Brian Polagye

Research Assistant Professor, Mechanical Engineering

Co-Director, Northwest National Marine Renewable Energy Center

Affiliate Investigator, Applied Physics Laboratory

Contact Information

Office: MEB 302
Phone: 206-543-7544
Fax: 206-685-8047
Email: bpolagye@uw.edu

Schools & Degrees

PhD Mechanical Engineering, University of Washington, 2009
MSME Mechanical Engineering, University of Washington, 2005
BSE Mechanical Engineering, Princeton University, 2000

Interest Group

Energy and Fluids

Biography

My research focuses on sustainable electricity generation from the kinetic energy in moving water, particularly tidal current energy.

Characterizing Tidal Energy Resources

Maximizing power generation at a tidal energy site requires information about the hydrokinetic resource at spatial scales ranging from 10 cm to 10 km and time scales ranging from fractions of a second to years. This understanding is gained by developing new site survey techniques, models to predict deterministic and stochastic components of the tidal resource, and methodologies to analyze collected data. Information is used by site developers to estimate long-term power generation potential and device developers to estimate design loads.

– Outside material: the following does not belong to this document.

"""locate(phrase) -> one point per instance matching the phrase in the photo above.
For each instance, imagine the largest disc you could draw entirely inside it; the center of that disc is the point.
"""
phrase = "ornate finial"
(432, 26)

Tidal Energy Sustainability

A renewable resource is a necessary, but not sufficient, condition for sustainable power generation. Research in this area seeks to improve the sustainability of tidal energy by improving our understanding of environmental effects, in order to influence engineering decisions related to turbine design. This is done through a combination of field studies, instrumentation development, and modeling. Specific areas of interest are in the acoustic effects of tidal energy, interactions between marine life and tidal turbines at close range, and the consequences of energy removal on estuarine systems.

Instrumentation Micropower

Long-term monitoring of tidal energy sites is constrained by the power available to operate instrumentation. This limits the type of instrumentation that can be deployed and the maximum duration of observations. Given that the average resource intensity within a meter of the seabed generally exceeds 500 W/m² at tidal energy sites, micropower generators with swept areas on the order of 1 m² incorporated into instrumentation packages could significantly enhance monitoring capabilities. We are developing a self-contained, micro-scale tidal generation system capable of meeting a continuous load of 20 W via a small, rechargeable battery bank.

Selected Publications

Polagye, B. and J. Thomson. Tidal energy resource characterization: methodology and field study in Admiralty Inlet, Puget Sound, US, Submitted to Proc. IMechE, Part A: J. Power and Energy.
Polagye, B. and J. Thomson. A leading-order noise correction for acoustic Doppler current profiler measurements at hydrokinetic energy sites (technical communication), Submitted to IEEE J. Ocean. Eng.
Thomson, J., B. Polagye, V. Durgesh, and M. Richmond. Measurements of turbulence at two tidal energy sites in Puget Sound, WA (USA), Accepted for publication in IEEE J. Ocean. Eng.
Polagye, B., B. Van Cleve, A. Copping, and K. Kirkendall (eds.) Environmental effects of tidal energy development: Proceedings of a scientific workshop, March 22-25, 2010. NOAA Technical Memorandum, NMFS F/SPO-116, 2011.
Polagye, B. and P. Malte. Far-field dynamics of tidal energy extraction in channel networks, Renewable Energy, 36(1), 2010.
Polagye, B., M. Kawase, and P. Malte. In-stream tidal energy potential of Puget Sound, Washington, Proc. IMechE, Part A: J. Power and Energy, 223(5), 2009.
Polagye, B., Malte, P., Kawase, M., and Durran, D. Effect of large-scale kinetic power extraction on time-dependent estuaries, Proc. IMechE, Part A: J. Power and Energy. 222 (5), 2008.
Polagye, B., P. Malte, and K. Hodgson. An economic analysis of bio-energy options using thinnings from overstocked forests, Biomass and Bio-energy, 31(2-3), 2007.